Nein, der Atheismus ist nicht ohne Glauben, weil er vernünftig ist, sondern er glaubt an die Vernunft bzw. an den Ausschnitt davon, der ihn unterstützt. Wir Christen erkennen, dass die unglaubliche Weite, die uns die Wissenschaft erschließt, eher ein Hinweis auf Gott ist als eine Widerlegung. Ein Hinweis auf einen faszinierenden Gott! Seit jeher ist die Christenheit diesen Indizien nachgegangen, in Forschung und Philosophie, und hat sich angewöhnt, jede Erkenntnis, sei sie naturwissenschaftlich oder anders gelagert, ganz im Sinne eines guten Forschers weiter zu hinterfragen: Warum ist das so und was sagt uns das, über die erkannte Tatsache selbst hinaus? Es ist kein Zufall, dass ein überaus großer Anteil wichtiger Erfindungen und wissenschaftlicher Erkenntnisse christlichen Kulturen entstammt.

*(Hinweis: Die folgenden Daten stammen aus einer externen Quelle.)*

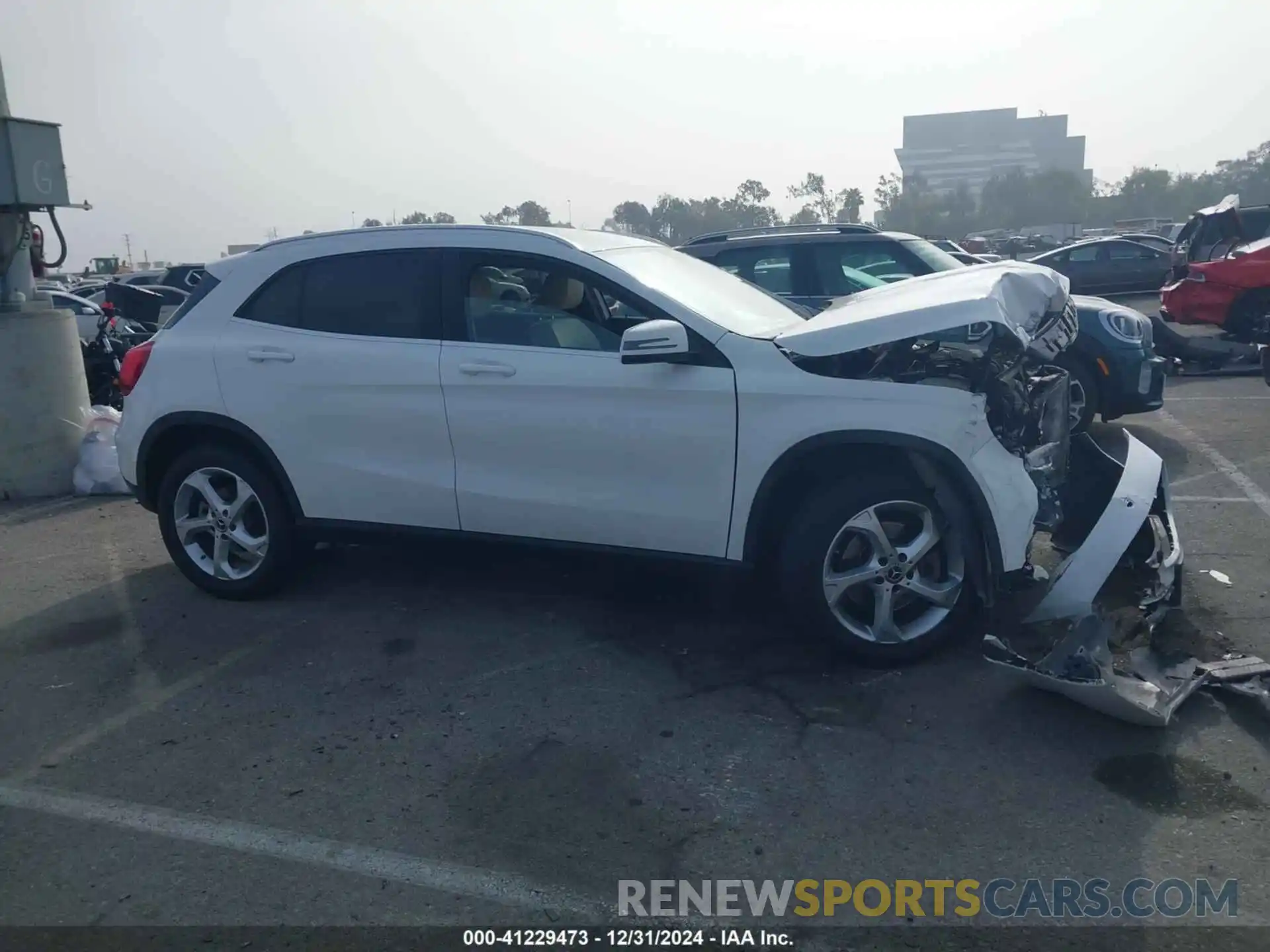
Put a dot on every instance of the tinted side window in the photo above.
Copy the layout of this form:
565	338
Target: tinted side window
198	294
878	259
771	267
1122	251
372	295
509	300
277	302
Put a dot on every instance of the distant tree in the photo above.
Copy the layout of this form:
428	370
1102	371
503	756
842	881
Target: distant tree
532	214
507	216
887	194
525	214
853	201
633	219
807	215
821	200
827	204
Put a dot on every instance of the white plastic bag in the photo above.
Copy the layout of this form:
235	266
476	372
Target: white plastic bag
97	474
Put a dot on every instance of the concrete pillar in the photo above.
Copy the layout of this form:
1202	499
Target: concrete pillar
44	400
44	394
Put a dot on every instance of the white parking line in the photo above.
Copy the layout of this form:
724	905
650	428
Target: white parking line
1221	463
153	702
506	889
1210	499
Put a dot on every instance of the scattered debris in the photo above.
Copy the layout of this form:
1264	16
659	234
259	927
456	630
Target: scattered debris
1094	635
1142	686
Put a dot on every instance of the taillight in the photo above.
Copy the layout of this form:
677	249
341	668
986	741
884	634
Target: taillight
134	364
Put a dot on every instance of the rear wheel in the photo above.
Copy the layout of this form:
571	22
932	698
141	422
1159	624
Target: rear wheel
873	563
225	522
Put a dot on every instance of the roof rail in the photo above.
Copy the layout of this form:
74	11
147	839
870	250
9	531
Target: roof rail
845	229
384	229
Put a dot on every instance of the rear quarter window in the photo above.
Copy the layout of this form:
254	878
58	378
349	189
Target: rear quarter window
200	291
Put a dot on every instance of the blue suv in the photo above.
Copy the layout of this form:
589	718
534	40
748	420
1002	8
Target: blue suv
1113	366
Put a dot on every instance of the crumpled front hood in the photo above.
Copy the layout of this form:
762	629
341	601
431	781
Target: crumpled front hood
1015	295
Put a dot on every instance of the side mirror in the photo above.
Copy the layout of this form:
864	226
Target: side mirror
656	342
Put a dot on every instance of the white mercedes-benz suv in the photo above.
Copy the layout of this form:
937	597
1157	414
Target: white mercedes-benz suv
887	469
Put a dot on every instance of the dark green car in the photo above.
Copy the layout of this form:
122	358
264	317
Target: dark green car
1113	366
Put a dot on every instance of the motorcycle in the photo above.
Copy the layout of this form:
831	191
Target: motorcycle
103	357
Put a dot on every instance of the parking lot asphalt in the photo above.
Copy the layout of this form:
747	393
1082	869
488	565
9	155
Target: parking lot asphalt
461	733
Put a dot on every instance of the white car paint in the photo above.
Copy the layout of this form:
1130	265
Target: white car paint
563	444
1015	295
345	412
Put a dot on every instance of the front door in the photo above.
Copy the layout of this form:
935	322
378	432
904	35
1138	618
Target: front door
556	438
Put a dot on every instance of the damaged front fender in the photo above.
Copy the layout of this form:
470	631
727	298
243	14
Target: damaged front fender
1117	521
1130	526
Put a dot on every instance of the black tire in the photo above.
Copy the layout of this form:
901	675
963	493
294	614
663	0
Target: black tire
806	547
1082	375
278	559
1249	320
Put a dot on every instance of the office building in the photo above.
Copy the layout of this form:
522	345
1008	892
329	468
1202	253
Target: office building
949	150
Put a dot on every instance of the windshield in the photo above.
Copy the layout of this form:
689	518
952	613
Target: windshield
937	259
712	292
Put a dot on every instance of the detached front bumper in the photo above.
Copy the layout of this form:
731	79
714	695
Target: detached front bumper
1121	542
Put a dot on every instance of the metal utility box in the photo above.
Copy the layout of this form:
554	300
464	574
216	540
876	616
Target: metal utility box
32	175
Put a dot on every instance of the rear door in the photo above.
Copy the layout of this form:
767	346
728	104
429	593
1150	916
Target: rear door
334	362
1085	268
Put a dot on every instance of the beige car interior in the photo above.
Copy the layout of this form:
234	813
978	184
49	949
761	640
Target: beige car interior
548	321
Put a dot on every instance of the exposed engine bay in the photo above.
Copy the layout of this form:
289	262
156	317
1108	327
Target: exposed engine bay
1103	508
1027	399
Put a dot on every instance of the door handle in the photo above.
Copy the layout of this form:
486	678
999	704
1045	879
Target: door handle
498	370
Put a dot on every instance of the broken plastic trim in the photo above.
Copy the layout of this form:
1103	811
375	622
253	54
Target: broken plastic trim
1146	691
1134	531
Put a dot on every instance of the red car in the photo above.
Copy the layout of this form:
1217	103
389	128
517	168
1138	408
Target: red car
1232	292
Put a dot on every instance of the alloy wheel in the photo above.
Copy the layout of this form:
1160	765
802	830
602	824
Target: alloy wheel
222	524
890	574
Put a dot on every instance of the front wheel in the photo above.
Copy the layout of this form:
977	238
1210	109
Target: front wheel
225	522
874	563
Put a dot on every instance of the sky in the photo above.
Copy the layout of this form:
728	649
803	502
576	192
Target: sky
192	125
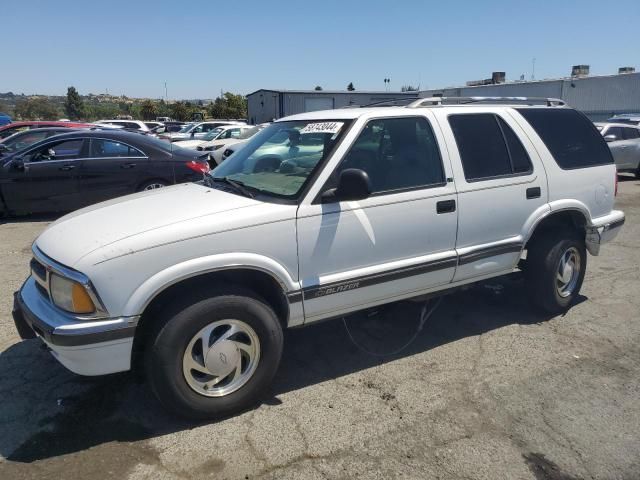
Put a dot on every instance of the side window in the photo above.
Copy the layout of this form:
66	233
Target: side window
488	147
616	132
571	138
101	148
65	150
397	154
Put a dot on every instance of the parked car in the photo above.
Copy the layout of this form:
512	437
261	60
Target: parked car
196	283
220	135
167	127
21	140
4	119
83	167
629	118
128	124
196	130
624	142
152	125
15	127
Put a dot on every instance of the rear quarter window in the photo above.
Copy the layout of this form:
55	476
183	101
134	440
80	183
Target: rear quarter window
571	138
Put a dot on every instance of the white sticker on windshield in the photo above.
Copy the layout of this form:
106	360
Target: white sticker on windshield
324	127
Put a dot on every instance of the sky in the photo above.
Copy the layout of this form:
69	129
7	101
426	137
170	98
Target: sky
202	47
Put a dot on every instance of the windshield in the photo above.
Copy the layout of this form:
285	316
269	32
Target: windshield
280	159
213	134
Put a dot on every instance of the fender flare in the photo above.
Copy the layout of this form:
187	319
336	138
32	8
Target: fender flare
153	286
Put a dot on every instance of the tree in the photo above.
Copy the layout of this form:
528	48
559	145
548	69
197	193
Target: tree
148	110
73	105
39	108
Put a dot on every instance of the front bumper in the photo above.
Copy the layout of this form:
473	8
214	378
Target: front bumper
603	230
86	347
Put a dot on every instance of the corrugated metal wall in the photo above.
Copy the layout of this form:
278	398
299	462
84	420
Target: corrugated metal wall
598	97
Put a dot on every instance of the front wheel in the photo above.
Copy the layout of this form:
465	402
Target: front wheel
215	355
556	265
152	185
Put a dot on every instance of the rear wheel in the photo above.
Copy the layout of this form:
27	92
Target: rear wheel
555	268
214	354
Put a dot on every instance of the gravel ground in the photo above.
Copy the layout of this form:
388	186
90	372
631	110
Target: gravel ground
488	391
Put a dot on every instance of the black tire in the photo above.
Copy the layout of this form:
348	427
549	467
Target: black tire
152	183
182	321
542	268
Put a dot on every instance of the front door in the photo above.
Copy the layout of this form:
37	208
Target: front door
398	242
45	179
111	169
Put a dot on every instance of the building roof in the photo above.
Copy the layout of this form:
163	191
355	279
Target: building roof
336	92
538	81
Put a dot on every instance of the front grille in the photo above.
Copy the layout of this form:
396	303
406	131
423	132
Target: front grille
42	290
41	276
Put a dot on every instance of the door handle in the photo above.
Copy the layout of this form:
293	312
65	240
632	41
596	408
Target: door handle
533	192
446	206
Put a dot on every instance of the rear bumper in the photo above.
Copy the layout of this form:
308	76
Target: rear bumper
603	230
84	347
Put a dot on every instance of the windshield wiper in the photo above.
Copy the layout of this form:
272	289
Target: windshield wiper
239	186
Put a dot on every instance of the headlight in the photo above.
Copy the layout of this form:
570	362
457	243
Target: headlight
70	296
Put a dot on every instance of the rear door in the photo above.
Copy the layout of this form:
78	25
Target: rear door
396	243
501	186
47	181
631	147
111	169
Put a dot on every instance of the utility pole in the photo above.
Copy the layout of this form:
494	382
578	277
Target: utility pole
533	69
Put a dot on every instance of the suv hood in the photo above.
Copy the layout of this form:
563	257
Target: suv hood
78	234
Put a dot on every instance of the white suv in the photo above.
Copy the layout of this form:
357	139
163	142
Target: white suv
319	215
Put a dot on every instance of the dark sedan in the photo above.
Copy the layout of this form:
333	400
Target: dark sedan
26	138
76	169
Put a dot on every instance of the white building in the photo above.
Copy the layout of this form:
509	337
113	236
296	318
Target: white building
266	105
599	97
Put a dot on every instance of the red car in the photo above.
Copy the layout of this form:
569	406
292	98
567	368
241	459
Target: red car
15	127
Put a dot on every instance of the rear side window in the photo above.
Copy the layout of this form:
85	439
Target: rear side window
630	133
488	147
571	138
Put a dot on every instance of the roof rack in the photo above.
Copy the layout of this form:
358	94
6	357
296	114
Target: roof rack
437	101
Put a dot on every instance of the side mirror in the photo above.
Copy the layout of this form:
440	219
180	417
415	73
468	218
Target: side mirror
353	184
17	164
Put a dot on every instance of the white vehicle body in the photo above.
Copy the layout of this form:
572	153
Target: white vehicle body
624	142
130	124
327	259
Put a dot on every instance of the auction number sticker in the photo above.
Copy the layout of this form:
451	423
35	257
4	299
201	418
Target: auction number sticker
324	127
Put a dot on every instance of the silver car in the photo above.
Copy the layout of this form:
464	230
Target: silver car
624	142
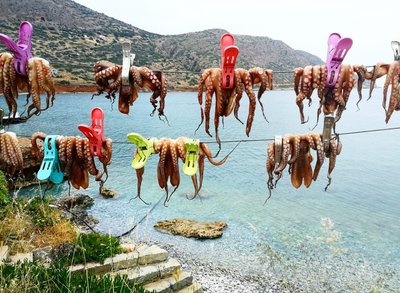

Nun ist das „Warum“ eine vielschichtige Frage, die jeden Forscher einerseits motiviert, ihm andererseits aber auch Sorgen bereiten kann: Irgendwo also muss Schluss sein mit der Fragerei, denn fragt man lange genug „warum?“, gehen schließlich die Gründe aus. Das wissenschaftliche Denken beginnt dort, den Bereich, den wir „natürlich“ nennen, zu verlassen und wird zur Suche nach den letzten Dingen, denn „Warum?“ kann man immer fragen - bis man bei etwas ankommt, das sein eigener Grund ist. Deshalb muss die Wissenschaft liefern: Ein letzter Anstoß, der nicht Gott ist, wird gebraucht, etwas, das nicht mehr hinterfragbar ist. Ohne diesen grundlosen Grund wäre die Kausalkette zwangsweise endlos und damit sinnlos, weil sie sich in der Beliebigkeit verlöre, nur um zu existieren. Die Wissenschaft lebt davon, dass sie hinterfragt. Würde sie zugleich postulieren, dass sie damit niemals an einen Anfang gelangen wird, wäre sie absurd: Ich frage, weiß aber, dass es keine Antwort gibt. Wozu also fragt sie? Sie wäre dann ein Beobachter ohne jeden Wahrheitsanspruch und als Argument gegen Gott unbrauchbar.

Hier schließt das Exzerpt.